Findings demonstrated changes in the brain's functional connectivity between the ascending arousal network and 8 cortical networks in patients with chronic insomnia disorder as well as the control group. In order to predict clinical symptoms of insomnia and differentiate between the groups, investigators applied a multivariate pattern analysis in the main study groups and the external data set for further verification.
An increased functional connectivity in the ascending arousal network was identified in patients with CID. Additionally, these patients exhibited an increased functional connectivity between the AAN and default mode, cerebellar, sensorimotor, and dorsal attention networks.

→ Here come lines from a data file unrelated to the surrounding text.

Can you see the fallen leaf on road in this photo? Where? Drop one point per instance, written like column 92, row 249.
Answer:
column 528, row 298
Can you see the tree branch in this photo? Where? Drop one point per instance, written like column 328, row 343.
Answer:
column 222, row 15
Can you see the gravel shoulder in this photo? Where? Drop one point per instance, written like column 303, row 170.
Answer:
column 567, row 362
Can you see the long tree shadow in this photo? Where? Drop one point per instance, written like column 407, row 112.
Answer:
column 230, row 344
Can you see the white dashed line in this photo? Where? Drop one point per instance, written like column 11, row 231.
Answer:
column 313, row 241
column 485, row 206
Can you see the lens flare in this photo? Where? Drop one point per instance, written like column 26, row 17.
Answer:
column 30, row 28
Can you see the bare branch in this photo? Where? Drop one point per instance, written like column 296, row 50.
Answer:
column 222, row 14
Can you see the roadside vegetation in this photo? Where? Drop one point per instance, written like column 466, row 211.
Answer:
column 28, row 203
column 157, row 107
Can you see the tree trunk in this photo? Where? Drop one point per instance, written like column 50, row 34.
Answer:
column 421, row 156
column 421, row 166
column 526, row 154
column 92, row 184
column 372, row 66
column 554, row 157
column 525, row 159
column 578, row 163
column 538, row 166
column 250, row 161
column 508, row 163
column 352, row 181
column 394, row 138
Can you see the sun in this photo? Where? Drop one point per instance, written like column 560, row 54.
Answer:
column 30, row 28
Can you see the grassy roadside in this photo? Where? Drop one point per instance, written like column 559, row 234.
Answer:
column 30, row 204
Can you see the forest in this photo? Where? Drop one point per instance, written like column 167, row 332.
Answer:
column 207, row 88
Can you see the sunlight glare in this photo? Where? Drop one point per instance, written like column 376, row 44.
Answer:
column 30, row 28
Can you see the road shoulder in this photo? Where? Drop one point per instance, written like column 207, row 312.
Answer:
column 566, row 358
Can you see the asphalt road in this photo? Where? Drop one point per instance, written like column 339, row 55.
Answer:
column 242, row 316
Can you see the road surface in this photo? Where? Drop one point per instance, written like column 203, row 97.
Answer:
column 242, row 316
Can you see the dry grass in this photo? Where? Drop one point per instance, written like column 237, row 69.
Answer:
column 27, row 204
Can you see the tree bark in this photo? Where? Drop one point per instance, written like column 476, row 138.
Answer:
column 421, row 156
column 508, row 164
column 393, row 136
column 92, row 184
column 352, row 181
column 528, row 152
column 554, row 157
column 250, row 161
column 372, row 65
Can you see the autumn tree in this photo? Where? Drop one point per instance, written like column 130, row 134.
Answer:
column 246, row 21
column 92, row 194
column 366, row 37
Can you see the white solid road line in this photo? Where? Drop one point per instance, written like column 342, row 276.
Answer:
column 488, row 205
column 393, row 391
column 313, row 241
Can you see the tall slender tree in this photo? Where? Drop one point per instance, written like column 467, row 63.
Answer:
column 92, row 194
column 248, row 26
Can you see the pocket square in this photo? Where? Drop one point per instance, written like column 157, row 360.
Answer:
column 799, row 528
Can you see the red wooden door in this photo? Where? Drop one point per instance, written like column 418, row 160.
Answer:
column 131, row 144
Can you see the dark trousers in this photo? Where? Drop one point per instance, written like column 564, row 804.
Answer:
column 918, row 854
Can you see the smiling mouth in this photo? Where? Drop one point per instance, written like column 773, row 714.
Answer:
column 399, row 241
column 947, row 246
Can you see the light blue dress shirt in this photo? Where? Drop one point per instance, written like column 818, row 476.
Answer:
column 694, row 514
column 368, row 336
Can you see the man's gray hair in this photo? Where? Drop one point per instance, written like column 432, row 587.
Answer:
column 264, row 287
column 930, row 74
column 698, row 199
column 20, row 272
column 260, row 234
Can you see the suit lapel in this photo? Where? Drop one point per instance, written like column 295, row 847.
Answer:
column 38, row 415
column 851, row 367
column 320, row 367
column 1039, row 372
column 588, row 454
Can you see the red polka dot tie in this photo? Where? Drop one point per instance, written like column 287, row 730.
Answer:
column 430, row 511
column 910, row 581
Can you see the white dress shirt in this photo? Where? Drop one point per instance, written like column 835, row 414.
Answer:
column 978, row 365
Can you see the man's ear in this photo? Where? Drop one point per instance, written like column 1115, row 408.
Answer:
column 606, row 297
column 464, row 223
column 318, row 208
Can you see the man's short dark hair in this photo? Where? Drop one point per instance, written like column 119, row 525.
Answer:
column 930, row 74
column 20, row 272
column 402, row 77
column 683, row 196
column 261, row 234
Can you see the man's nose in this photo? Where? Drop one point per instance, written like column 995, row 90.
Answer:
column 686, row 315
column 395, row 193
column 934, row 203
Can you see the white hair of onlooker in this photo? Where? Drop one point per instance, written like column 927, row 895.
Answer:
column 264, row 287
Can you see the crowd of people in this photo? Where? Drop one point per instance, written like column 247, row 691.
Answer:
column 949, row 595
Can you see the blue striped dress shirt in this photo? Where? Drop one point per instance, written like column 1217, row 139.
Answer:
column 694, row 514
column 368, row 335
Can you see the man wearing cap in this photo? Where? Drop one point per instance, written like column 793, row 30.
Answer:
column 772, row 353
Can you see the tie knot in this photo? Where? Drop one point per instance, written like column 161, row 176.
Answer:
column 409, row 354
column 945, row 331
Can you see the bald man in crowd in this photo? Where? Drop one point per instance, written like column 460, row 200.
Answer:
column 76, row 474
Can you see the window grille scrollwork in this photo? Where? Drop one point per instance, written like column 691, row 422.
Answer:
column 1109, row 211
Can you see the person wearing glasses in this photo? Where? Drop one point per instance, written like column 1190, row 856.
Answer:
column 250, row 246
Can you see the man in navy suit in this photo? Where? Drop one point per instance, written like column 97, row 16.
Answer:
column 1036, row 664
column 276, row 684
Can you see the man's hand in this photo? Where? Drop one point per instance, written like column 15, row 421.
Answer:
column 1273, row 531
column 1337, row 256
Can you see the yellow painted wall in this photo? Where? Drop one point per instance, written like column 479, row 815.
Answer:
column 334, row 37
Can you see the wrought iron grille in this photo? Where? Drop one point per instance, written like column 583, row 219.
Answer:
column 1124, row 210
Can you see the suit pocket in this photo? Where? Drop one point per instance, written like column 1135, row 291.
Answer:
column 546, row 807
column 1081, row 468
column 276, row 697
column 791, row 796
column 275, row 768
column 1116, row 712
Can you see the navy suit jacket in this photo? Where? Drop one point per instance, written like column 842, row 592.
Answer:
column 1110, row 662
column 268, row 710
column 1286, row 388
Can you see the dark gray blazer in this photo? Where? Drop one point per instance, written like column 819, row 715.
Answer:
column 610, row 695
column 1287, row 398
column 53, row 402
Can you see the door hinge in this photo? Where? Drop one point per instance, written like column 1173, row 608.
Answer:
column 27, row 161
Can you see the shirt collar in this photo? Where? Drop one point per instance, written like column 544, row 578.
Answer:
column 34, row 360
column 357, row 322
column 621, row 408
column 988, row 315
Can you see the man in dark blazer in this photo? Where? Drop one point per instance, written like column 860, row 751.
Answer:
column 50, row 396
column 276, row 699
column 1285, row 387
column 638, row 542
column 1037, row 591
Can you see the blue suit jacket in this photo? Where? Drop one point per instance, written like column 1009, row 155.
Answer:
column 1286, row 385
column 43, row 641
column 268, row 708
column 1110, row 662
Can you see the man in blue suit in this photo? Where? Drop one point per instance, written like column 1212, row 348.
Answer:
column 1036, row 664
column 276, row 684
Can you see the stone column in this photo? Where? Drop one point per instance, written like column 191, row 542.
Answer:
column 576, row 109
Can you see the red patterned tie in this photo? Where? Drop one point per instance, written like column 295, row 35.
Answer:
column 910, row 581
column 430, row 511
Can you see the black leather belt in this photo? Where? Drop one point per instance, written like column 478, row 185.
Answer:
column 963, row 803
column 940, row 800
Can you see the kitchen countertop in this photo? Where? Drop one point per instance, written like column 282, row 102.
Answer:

"These AAN-related FC patterns and the MVPA classification model could be used to differentiate CID patients from GSCs with 88% accuracy in the first cohort and 77% accuracy in the validation cohort," investigators stated.
The prediction models were even capable of separately predicting insomnia and anxiety symptoms in the independent cohort groups. Overall, the data accentuated the role of the ascending arousal network in the pathophysiology of insomnia, along with the comorbidities of mental symptoms.
"Our findings indicated that AAN contributed to the neurobiological mechanism of insomnia and highlighted that fMRI-based markers and machine learning techniques might facilitate the evaluation of insomnia and its comorbid mental symptoms," the team concluded.
The study "The role of ascending arousal network in patients with chronic insomnia disorder" was published in Human Brain Mapping.